If you haven't read My Journey to Feeling: Part 1 you may want to start with that before continuing here.
* The body keeps score. The body remembers.
* Being able to be cognitively aware, to be both actor and observer of your emotional reaction is progress. To feel the fear response, notice your feeling and your body's responding is a good step.
* To the body, physical and psychological safety feel the same.
* To take a risk (either physically or psychologically), there must be a basic sense of safety, that everything will turn out O.K., that I will be safe doing or saying "X". Lacking this feeling sense of safety, then the chance of risk taking behavior diminishes.
* The body and the emotion form a bio-feedback loop. Fear begets a submissive (slouching) posture. Slouching, whether standing or sitting, begets a submission/fear feeling. Feeling causes posture causes feeling causes...
* Making many small changes that feel safe can result in big changes over time and often more so than a single dramatic change that is so different, so uncomfortable, so un-safe feeling, that you retreat to a safe place.
(This explains a lot of my backsliding from huge breakthroughs. Huge breakthroughs are really exciting. They give me a sense of dramatic accomplishment, however, I tend to not stay at that level. So, like the story of the hare and tortoise, "slow and steady wins the race".)* * * * *
* So far I've laid out some general concepts.

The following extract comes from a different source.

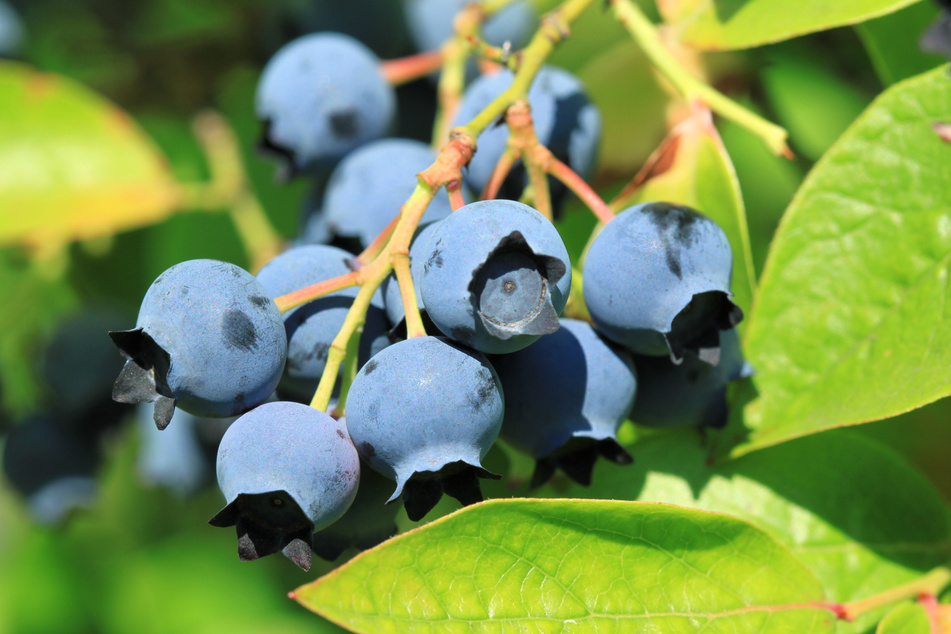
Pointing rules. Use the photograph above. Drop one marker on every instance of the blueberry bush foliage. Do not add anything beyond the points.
(771, 456)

In this section, I get more specific, sharing my case as an example of a story.
* I'm a tall guy. I stood a head taller than my peers since the first day of kindergarten. The desire to fit, to be part of the group, to feel safe, I slouched and tried to hide my height and so developed a posture of the tall guy trying to appear shorter.
* I can easily recall many situations of standing up for myself and getting punched in the nose, both literally and figuratively, and my walking away. (I had never learned how to fight.) I cannot recall any situations of standing up for myself where the outcome was successful for me.
* So, early in life I learned that to be safe in the face of authority (to whomever or whatever I ascribed that power), meant to go with the flow, to go flaccid, to not "take a stand".
* The more I slouched to "fit-in", the more I embedded fear and insecurity, and the more fearful and insecure, the more this slouching posture developed.
* Ultimately, I never developed the feeling of emotional safety in standing up for myself in the face of authority. In college, I found a way to to "take a stand", to express myself through mincing words with supporting evidence. I learned to hide behind data. Note: This did not change my posture. It turned out to be an illusory safety.
* In Wujifa class, I have received adjustments to my posture where I feel as if my eyes moved from my chest into my head and I was seeing the world from a new perspective. These adjustments broke me out of the slouching postural, submissive feeling. However, this feeling was too dramatic a change for me and didn't "stick". It didn't feel safe.
* I feel like I've made huge improvements in my "external" structure - I am standing much straighter now. However, my "internal" structural holding pattern has not yet dissolved. In my own practice, I can "raise my eyes" from maybe chest height to shoulder height.
- In emotional situations (where it's safe), notice the body postural response and before verbally responding, take a breath, change posture to a more open, relaxed posture, then notice how your change in posture effects your emotional feeling state and response. This is another way to address and get through the "fear wall", to break the fear cycle.
- In zhan zhuang practice, break out of the the habitual fear feeling, internal/external slouching posture cycle. Stand taller, prouder, confident.